Dal 23 al 25 maggio in Val Gandino cartelli stradali simbolici e la mostra “Com’eri vestita?” denunciano stereotipi e cultura dello stupro. Un impegno condiviso per educare, ricordare e cambiare

Inaugurati i cartelli contro la violenza: “Un gesto semplice ma visibile”

Sabato 24 maggio, i Comuni di Casnigo e Gandino si uniscono in una forte presa di posizione pubblica contro la violenza di genere. In piazza Bonandrini a Casnigo alle ore 10 e successivamente in piazza Santa Croce alle 11.30, è prevista l’inaugurazione dei cartelli stradali simbolici con messaggi che condannano ogni forma di sopruso e femminicidio.

“Un gesto semplice ma visibile, che intende mantenere alta l’attenzione su una delle più gravi ingiustizie sociali del nostro tempo. I cartelli rappresentano un messaggio pubblico rivolto a tutta la comunità: la violenza sulle donne è inaccettabile e riguarda tutti noi. La strada verso una società più giusta e sicura passa anche da qui”.

L’iniziativa è resa possibile grazie alla sinergia tra Gruppo Ideado, Circolo Fratellanza Casnigo, ARCI, con la collaborazione dell’Associazione Fior di Loto e del Civico Corpo Musicale di Gandino, che ha accompagnato le cerimonie inaugurali con un momento musicale.

“Com’eri vestita?”: una mostra sulla cultura della colpevolizzazione

Parallelamente all’installazione dei cartelli, da venerdì 23 a domenica 25 maggio presso il Salone della Valle a Gandino si tiene la mostra “Com’eri vestita?”, che attraverso un allestimento potente e toccante affronta il tema della violenza di genere con una chiave interpretativa controcorrente.

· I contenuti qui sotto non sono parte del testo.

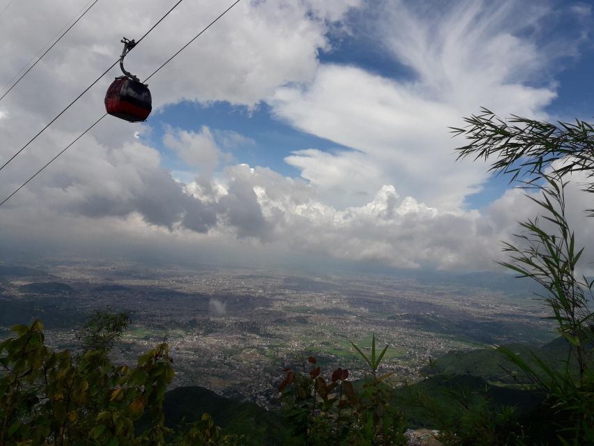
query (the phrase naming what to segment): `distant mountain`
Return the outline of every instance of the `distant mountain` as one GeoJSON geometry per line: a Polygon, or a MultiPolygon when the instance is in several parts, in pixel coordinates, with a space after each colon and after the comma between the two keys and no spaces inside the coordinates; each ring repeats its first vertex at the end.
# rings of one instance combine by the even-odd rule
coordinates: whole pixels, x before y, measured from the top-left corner
{"type": "Polygon", "coordinates": [[[75,290],[72,286],[57,282],[27,284],[26,285],[21,285],[18,289],[21,293],[29,293],[31,294],[49,294],[56,295],[75,293],[75,290]]]}
{"type": "Polygon", "coordinates": [[[95,293],[104,293],[104,292],[110,292],[110,291],[128,291],[131,289],[130,286],[125,286],[125,285],[118,285],[117,284],[107,284],[107,285],[101,285],[100,286],[96,286],[93,288],[91,291],[95,291],[95,293]]]}
{"type": "Polygon", "coordinates": [[[243,445],[289,446],[294,445],[278,412],[268,411],[249,402],[225,398],[204,387],[182,387],[165,394],[165,424],[177,428],[211,415],[226,434],[244,435],[243,445]]]}
{"type": "MultiPolygon", "coordinates": [[[[540,346],[531,347],[520,344],[505,346],[537,371],[540,369],[534,359],[535,355],[552,369],[561,370],[565,367],[569,348],[567,341],[562,338],[540,346]]],[[[421,369],[421,373],[425,376],[470,376],[491,383],[506,384],[518,381],[531,383],[526,374],[505,355],[493,348],[450,351],[433,361],[432,366],[425,366],[421,369]]]]}

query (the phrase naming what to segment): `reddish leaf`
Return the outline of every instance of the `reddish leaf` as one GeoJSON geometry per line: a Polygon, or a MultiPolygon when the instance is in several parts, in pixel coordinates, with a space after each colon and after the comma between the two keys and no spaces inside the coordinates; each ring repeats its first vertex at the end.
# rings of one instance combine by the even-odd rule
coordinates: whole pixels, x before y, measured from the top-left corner
{"type": "Polygon", "coordinates": [[[332,382],[338,381],[343,377],[343,369],[341,367],[332,372],[332,382]]]}
{"type": "Polygon", "coordinates": [[[321,376],[315,378],[315,390],[325,400],[328,397],[328,387],[326,385],[326,381],[321,376]]]}

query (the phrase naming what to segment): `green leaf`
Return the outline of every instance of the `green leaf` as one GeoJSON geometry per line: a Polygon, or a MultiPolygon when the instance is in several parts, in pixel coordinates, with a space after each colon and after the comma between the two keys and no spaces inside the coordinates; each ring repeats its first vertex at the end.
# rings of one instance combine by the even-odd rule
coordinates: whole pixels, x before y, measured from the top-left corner
{"type": "Polygon", "coordinates": [[[91,429],[88,435],[91,438],[97,439],[101,436],[101,434],[105,431],[106,429],[107,429],[107,426],[104,424],[99,424],[91,429]]]}

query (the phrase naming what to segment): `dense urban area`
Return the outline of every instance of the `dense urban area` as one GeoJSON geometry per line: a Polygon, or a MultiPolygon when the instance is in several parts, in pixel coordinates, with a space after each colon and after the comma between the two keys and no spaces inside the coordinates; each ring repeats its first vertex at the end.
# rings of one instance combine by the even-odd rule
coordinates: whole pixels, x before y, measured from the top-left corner
{"type": "Polygon", "coordinates": [[[203,386],[264,407],[277,403],[283,367],[308,355],[328,370],[361,374],[350,341],[367,347],[374,333],[389,346],[383,367],[399,381],[422,378],[429,359],[451,350],[552,339],[533,293],[503,275],[315,277],[84,259],[3,266],[0,277],[3,339],[12,324],[39,318],[48,343],[69,348],[94,311],[125,311],[132,323],[116,362],[132,362],[164,339],[173,387],[203,386]]]}

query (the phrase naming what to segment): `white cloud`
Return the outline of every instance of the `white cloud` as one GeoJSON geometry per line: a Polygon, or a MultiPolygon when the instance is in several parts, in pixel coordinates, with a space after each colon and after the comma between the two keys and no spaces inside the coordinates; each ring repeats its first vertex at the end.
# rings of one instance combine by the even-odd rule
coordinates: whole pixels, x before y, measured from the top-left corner
{"type": "Polygon", "coordinates": [[[172,130],[163,137],[163,143],[188,165],[208,175],[219,165],[219,159],[223,155],[206,125],[198,132],[172,130]]]}
{"type": "Polygon", "coordinates": [[[356,149],[289,157],[304,178],[320,185],[336,179],[335,191],[353,186],[369,193],[378,185],[393,184],[453,210],[480,190],[487,175],[479,163],[455,162],[453,148],[464,141],[452,140],[448,126],[460,125],[461,116],[479,106],[503,115],[544,116],[556,95],[553,86],[535,88],[531,82],[552,56],[529,36],[515,33],[526,25],[529,15],[538,22],[545,10],[512,2],[434,6],[437,10],[430,13],[420,3],[383,3],[377,37],[413,70],[412,79],[326,65],[311,82],[276,90],[269,103],[279,118],[356,149]]]}
{"type": "MultiPolygon", "coordinates": [[[[454,161],[453,148],[464,141],[452,141],[447,127],[480,105],[544,116],[555,86],[545,79],[542,86],[539,78],[536,88],[532,81],[551,56],[526,29],[548,10],[540,2],[385,1],[366,29],[375,30],[377,45],[407,65],[412,79],[320,64],[318,52],[331,49],[327,33],[342,25],[355,37],[359,31],[332,22],[377,4],[244,0],[150,81],[159,118],[164,105],[183,100],[251,109],[265,100],[295,128],[347,148],[288,154],[286,162],[301,172],[291,178],[258,162],[228,165],[224,150],[241,163],[241,149],[254,144],[233,129],[166,128],[165,146],[187,164],[171,172],[151,146],[150,122],[131,128],[105,119],[3,206],[2,246],[207,261],[261,256],[272,265],[279,256],[315,255],[396,267],[492,268],[498,240],[533,210],[510,191],[483,214],[464,210],[464,198],[487,178],[485,167],[454,161]]],[[[15,3],[7,15],[26,17],[28,25],[3,17],[0,80],[79,7],[74,0],[15,3]]],[[[127,68],[141,77],[150,73],[223,8],[220,2],[182,3],[130,53],[127,68]]],[[[3,100],[0,160],[116,60],[123,34],[138,38],[166,10],[141,0],[97,3],[3,100]]],[[[3,196],[101,116],[116,74],[0,172],[3,196]]],[[[591,240],[588,228],[580,233],[591,240]]]]}

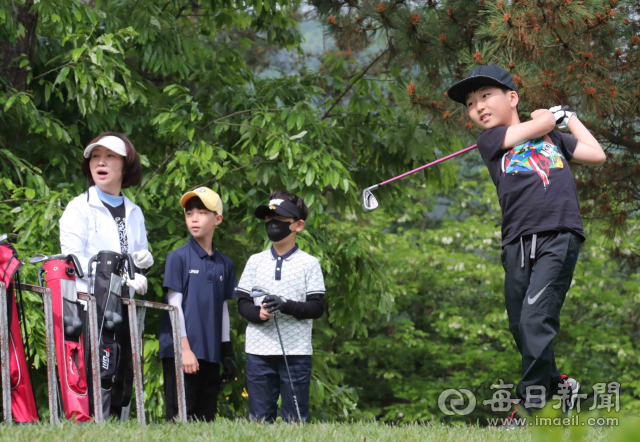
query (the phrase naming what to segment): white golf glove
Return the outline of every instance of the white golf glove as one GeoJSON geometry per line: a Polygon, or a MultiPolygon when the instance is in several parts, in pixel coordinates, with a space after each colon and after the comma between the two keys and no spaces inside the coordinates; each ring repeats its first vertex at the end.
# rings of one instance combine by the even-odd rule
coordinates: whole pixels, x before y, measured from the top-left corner
{"type": "Polygon", "coordinates": [[[153,256],[151,256],[151,252],[149,252],[148,250],[140,250],[139,252],[134,252],[133,263],[139,269],[148,269],[153,265],[153,256]]]}
{"type": "Polygon", "coordinates": [[[148,283],[146,276],[136,273],[135,278],[129,279],[129,275],[125,273],[124,283],[136,291],[136,294],[144,296],[147,293],[148,283]]]}
{"type": "Polygon", "coordinates": [[[569,124],[569,120],[573,117],[573,112],[563,111],[562,106],[553,106],[549,109],[549,112],[553,114],[553,118],[556,119],[556,125],[558,129],[564,129],[569,124]]]}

“Attraverso testimonianze e riproduzioni fedeli degli abiti indossati dalle donne al momento dell’aggressione – spiegano gli organizzatori – la mostra smaschera il meccanismo che colpevolizza chi subisce, spostando l’attenzione dal crimine all’aspetto della vittima.”

“Com’eri vestita?” è un grido contro la retorica che trasforma i processi per stupro in processi contro le vittime. La violenza non nasce da un vestito: nasce da una cultura che la permette, la giustifica, la minimizza. La mostra è un’occasione per riflettere, confrontarsi, agire. Perché la lotta alla violenza di genere non si esaurisce in una data, ma va portata avanti ogni giorno.”

Orari di visita e apertura della mostra al Salone della Valle

L’esposizione sarà visitabile:

  • Venerdì 23 maggio dalle 15:00 alle 18:00

  • Sabato 24 maggio e domenica 25 maggio sia al mattino (10:00 – 12:00) che al pomeriggio (15:00 – 18:00)
    L’inaugurazione ufficiale è in programma sabato 24 maggio alle ore 12, subito dopo la cerimonia di svelamento del cartello in piazza Santa Croce.

Un’azione congiunta per sensibilizzare l’intera comunità

Quella portata avanti da Casnigo e Gandino è un’azione di comunità che mira a trasformare il territorio in uno spazio consapevole, attraverso gesti pubblici, arte e memoria sociale. Un esempio di come la collaborazione tra istituzioni, associazioni e cittadini possa costruire un discorso condiviso contro la violenza, coinvolgendo non solo le vittime ma tutti i membri della collettività.